U.S growth / inflation / equities / debt / gold

  1. 730 Posts.
    The U.S last night posted anualised GDP growth of 5.8%, hence ending some peoples fears of a sustained economic recession.

    I look at things a little differently.

    On the GDP news, the NASDAQ fell 2.9% and the DOW fell 1.18%.

    U.S investors are now afraid that inflation is on its way up. When inflation rises, interest rates rise.

    Three point are important to note: U.S interest rates are at thirty year lows; the government recently passed tax cuts worth hundreds of billions of dollars and the U.S economy has been artifically supported through government spending on defence, security and infrastructure, again totalling tens of billions of dollars.

    So effectively, the interest rate declines have only contributed part of the increase in economic activity. It is difficult for me to extrapolate the degree by which economic activity has increased due to the other factors.

    Two immediate problems are evident. Firstly, increases in government expenditure and tax cuts have predominantly been funded through borrowing. With a smaller tax take, it only adds to U.S debt, which creates a viscious circle when decisions are made just to pay the interest.

    The second immediate problem is that slowing the U.S economy will take increases in interest rates. We all know how electorally unpopular that is. The choice is whether one increases interest rates to ensure lower inflation, or accepts a higher level of short term inflation. Remember though, that without the support of government spending and tax cuts, GDP would not have grown by an annualised 5.8% - therefore small interest rate rises may not be enough to prevent inflation.

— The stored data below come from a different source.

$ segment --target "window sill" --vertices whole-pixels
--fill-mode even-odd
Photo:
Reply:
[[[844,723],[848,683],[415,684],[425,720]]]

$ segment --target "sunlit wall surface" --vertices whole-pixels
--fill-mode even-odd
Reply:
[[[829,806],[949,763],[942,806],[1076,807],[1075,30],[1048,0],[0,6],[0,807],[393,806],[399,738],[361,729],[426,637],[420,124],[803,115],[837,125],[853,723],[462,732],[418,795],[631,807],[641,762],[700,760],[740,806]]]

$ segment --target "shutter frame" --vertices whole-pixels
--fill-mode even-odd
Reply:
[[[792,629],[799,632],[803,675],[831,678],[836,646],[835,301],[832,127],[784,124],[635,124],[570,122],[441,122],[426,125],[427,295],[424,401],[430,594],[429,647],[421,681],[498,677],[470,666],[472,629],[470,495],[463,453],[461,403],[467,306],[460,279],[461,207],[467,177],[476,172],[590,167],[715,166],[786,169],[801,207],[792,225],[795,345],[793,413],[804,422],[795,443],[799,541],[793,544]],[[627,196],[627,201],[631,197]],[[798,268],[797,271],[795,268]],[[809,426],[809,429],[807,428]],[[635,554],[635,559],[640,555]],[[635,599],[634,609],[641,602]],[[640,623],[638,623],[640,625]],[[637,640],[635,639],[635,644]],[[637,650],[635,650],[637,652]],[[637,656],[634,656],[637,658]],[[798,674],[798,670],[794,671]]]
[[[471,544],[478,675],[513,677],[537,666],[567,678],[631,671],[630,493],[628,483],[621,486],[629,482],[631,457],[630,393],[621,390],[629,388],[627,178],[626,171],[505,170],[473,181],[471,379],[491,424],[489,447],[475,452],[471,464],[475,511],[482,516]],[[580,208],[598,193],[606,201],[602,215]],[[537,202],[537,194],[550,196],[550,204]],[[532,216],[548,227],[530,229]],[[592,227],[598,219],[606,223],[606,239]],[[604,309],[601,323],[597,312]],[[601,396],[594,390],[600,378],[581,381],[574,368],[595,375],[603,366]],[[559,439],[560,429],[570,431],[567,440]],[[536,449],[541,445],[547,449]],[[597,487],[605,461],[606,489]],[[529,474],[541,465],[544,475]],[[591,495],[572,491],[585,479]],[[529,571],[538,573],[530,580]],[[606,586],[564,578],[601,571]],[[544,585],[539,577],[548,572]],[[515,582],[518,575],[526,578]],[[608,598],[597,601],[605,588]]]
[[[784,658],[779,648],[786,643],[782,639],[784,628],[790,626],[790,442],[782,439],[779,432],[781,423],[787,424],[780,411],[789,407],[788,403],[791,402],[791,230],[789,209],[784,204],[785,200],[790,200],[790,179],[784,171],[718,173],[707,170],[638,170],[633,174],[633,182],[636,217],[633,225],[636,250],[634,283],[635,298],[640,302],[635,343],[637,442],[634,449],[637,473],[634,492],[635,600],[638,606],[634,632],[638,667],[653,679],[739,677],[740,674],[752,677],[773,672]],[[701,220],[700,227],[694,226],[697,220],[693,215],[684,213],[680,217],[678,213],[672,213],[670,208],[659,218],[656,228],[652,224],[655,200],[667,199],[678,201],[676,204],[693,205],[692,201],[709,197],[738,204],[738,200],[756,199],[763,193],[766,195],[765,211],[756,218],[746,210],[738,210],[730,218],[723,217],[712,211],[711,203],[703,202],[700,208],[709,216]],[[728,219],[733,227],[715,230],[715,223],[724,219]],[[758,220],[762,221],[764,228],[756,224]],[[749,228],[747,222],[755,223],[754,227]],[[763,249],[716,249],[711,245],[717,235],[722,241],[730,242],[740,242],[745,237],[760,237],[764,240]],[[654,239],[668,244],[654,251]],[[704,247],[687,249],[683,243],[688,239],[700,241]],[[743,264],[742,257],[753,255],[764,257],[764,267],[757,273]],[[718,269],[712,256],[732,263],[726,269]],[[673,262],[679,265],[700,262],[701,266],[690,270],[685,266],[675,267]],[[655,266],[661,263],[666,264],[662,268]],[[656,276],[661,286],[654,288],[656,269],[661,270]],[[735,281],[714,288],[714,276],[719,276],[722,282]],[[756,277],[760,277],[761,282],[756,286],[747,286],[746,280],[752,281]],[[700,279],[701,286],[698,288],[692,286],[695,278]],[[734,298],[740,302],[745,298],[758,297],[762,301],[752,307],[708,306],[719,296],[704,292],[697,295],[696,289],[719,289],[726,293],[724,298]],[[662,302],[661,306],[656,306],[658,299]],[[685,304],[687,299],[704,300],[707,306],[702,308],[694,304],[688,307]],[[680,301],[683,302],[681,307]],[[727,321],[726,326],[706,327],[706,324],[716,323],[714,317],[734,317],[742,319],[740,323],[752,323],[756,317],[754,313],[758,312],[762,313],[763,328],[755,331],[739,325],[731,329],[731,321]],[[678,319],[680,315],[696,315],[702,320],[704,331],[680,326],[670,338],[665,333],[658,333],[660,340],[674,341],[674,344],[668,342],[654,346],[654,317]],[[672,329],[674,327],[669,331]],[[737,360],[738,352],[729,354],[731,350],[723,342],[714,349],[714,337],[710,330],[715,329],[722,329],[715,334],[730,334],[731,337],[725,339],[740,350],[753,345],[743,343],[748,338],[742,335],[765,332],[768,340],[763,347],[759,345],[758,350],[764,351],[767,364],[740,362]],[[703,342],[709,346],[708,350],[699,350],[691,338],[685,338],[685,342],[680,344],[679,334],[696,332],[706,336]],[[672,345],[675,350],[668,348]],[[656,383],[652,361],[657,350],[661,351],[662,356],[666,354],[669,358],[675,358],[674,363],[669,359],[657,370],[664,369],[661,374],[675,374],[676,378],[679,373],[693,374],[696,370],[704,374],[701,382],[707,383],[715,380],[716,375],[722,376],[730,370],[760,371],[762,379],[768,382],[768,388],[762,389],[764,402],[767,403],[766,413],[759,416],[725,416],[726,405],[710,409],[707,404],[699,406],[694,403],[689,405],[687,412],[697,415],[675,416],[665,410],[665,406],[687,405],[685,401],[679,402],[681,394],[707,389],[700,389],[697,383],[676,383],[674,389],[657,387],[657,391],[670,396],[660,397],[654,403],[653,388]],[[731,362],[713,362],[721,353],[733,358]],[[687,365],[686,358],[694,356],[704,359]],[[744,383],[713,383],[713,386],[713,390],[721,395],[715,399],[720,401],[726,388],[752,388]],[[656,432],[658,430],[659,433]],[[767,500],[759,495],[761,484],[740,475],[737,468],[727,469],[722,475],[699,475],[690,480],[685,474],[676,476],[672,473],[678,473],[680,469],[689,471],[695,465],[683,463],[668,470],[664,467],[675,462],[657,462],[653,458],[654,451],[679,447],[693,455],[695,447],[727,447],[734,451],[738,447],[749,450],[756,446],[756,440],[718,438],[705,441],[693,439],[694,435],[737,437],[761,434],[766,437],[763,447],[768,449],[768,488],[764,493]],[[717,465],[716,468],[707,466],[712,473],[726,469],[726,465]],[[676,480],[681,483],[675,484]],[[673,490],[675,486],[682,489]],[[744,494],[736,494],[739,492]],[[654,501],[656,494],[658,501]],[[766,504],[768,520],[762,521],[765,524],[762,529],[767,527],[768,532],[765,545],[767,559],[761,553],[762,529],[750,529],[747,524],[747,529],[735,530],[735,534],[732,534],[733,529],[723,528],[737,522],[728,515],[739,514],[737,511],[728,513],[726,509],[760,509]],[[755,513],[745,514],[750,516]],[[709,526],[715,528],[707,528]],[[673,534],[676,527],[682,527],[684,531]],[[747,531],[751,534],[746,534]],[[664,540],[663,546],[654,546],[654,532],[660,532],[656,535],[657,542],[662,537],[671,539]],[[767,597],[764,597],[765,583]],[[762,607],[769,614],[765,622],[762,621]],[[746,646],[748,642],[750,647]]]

    It is also important to note that the GDP figures are only one indicator. It will be interesting to assess the next employment and current account figures in the context of analysing the whole 'state of the economy'.

    What happens when inflation rises or when investors fear inflation?

    Gold enters the story. Gold has always been currency - to varying degrees. Historically, gold was the primary 'store of wealth'.

    It is fair to suggest that over the most recent decades, gold has been sidelined as an investment, whilst trillions have flowed in to global equities, mirroring the rise and rise of household capitalists.

    However, physical gold remains a means of storing welath. This has been demonstrated by recent buying by Japanese families, pushing the POG to sustain its' move above U.S $300.

    The point is this. People are buying physical gold to shield their wealth from inflation and falling currency values. This is increasing demand, causing short supplies.

    Alas, gold bugs have more to look forward to. The POG surpassed the $308 level yesterday and reached $312 in the U.S overnight.

    This activity will lead to investment buying. We've all heard the figures. If only a fraction of a fraction of global capital went into physical gold, the POG would easily pass US $600.

    The second factor for gold bugs to look forward to is the major institutions having to undo complex loan arrangements. Nobody knows just how much gold has been lent out on paper. But the POG is getting to a point now whereby those institutions have to retrieve the physical commodity or face billions of dollars worth of losses. This will be the key driver for the POG in the coming months.

    Hope you found my views interesting. Any opinions?